Meet the School's Largest Scholarship Donor

In 2021, the Rauch Family Foundation, established by the late Dudley Rauch, AB’63, gave $30 million to establish, the Dudley A. Rauch Medical Student Scholarship, an endowment for need-based financial aid for medical students in the Duke University School of Medicine.


During his lifetime, Dudley Rauch built strong relationships with many of the students who benefitted from his scholarship support. The School of Medicine created this video in hopes that future students would learn about the person behind their scholarship and understand his motivations for giving.  

Dudley Rauch

Dudley Rauch earned his undergraduate degree in mathematics at Duke in 1963 and then received an MBA at Harvard Business School. His father, Henry E. Rauch, was chairman of Burlington Industries and served on the Duke University Board of Trustees from 1964 to 1974. As vice chairman of the board, Henry Rauch worked closely with William G. Anlyan, then the dean of the School of Medicine, and played a key role in the major expansion of Duke Medical Center in the 1970s and early ‘80s. 

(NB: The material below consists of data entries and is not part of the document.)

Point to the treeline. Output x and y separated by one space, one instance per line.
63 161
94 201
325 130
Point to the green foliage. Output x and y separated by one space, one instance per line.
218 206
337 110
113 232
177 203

Dudley’s career included working at Olga Company in Los Angeles, California, and then the Teledyne Corporation, where he held several positions in California and Alabama before transferring to Upland as president of the airplane battery division. In 1980, Dudley and his friend Samuel Salen, MD, started a company, Mobile Medical Imaging, which sent imaging equipment mounted on trucks to smaller hospitals. As president, Dudley guided the company through a successful listing on the Nasdaq Stock Exchange under a new name, Innoserv Technologies Inc. Innoserv became the country's largest servicer of imaging equipment before being sold to General Electric in 1998. Dudley then turned to a life as a private investor, philanthropist, and board member of several institutions.  

Dudley Rauch served on the Duke alumni admissions advisory committee for 15 years and, through his family foundation, provided philanthropic support to Trinity College of Arts & Sciences and several medical research areas at Duke, including rheumatology, cancer and arthritis.